Conspiracy theorist Alex Jones' property went up for auction Wednesday.
The Austin-based founder of Infowars was ordered to pay $1.5 billion in restitution for defaming families of the 2012 mass shooting at Sandy Hook Elementary School. Jones regularly accused them of being crisis actors on his broadcasts. Jones declared bankruptcy in 2022.
The online-only auction was intended to liquidate Jones' assets related to Infowars and its parent company, Free Speech Systems. Wednesday's auction was not open to the public. Bidders were required to sign a nondisclosure agreement and submit bids late last week.

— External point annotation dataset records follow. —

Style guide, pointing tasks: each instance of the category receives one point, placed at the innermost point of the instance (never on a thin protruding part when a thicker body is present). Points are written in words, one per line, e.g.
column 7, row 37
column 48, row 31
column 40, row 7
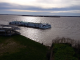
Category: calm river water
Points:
column 68, row 27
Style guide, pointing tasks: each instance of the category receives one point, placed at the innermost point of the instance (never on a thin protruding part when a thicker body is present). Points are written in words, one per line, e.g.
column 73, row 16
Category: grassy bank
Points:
column 21, row 48
column 63, row 52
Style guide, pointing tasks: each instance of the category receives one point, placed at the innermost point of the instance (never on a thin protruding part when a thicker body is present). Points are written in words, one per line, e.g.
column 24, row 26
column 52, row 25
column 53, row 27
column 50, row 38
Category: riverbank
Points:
column 21, row 48
column 64, row 49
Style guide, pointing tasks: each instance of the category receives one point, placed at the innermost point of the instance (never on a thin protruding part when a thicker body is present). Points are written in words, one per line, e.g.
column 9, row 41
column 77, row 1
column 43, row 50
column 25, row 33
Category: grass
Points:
column 63, row 52
column 21, row 48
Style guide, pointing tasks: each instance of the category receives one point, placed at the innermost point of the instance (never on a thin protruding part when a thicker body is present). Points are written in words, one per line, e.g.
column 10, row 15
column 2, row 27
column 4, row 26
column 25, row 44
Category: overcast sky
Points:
column 41, row 7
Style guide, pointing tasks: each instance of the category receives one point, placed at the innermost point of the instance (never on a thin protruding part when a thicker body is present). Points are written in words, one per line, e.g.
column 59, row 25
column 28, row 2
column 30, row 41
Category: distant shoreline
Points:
column 39, row 15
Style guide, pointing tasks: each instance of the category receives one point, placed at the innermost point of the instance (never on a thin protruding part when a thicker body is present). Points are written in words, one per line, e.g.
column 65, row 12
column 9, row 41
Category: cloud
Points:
column 45, row 3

Jones said the auction ended early Wednesday afternoon and he wasn't sure who bought the rights to Infowars. The sale must be approved by a federal monitor. He vowed to continue broadcasting in some form if the show he started 30 years ago gets shut down.
"This building and this equipment is not Infowars. The website, Infowars.com, is not the Infowar. I am the Infowar," he said. "Our audience of activists and men and women who are in the arena who know this is not a spectator sport are Infowars.”

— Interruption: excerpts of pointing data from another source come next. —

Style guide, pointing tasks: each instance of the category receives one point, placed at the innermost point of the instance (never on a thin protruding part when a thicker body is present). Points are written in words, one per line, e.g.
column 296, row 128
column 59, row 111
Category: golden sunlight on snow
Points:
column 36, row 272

Jones railed against the auction on his show earlier in the week, saying the legal proceedings against him were "show trials." He said auctioneers had been on site Monday to ensure his inventoried assets were accounted for ahead of the auction.
"I saw the auctioneers inside the building, going around surveying from the last time they were here to make sure all the stuff's here — everything tagged, everything marked — [even] this desk," he said Monday.
The assets at auction include media-related items like his studio space, desk and recording equipment, but also intellectual property like the Infowars online store, social media handles and the rights to his books, as well as a 2023 video game "NWO Wars" (which received mixed reviews).
Items that weren't sold Wednesday will be sold at another auction Dec. 10. Potential pieces up for that auction include an armored Infowars-branded truck Jones regularly drives around Austin, production equipment, office furniture, gym equipment and a Winnebago. Prospective buyers can make a bids on those items starting Dec. 2.
If not enough money is raised to cover the restitution, the federal bankruptcy court could also order his personal assets to be liquidated. Court-ordered inventory earlier this year shed some light on those personal assets, including six Central Texas properties, more than $100,000 in firearms, a $3,000 cryotherapy chamber and a $200 rag doll cat.
As NPR notes, Jones' allies and enemies have both expressed interest in harvesting what they can from his one-time media empire. Former Trump adviser and self-described "dirty trickster" Roger Stone has said he'd back a play to buy up Jones' assets and allow Infowars to continue, while the publisher of the Austin-based, progressive-leaning outlet The Barbed Wire pitched a plan to buy it outright and "tell Alex Jones to eat s––t."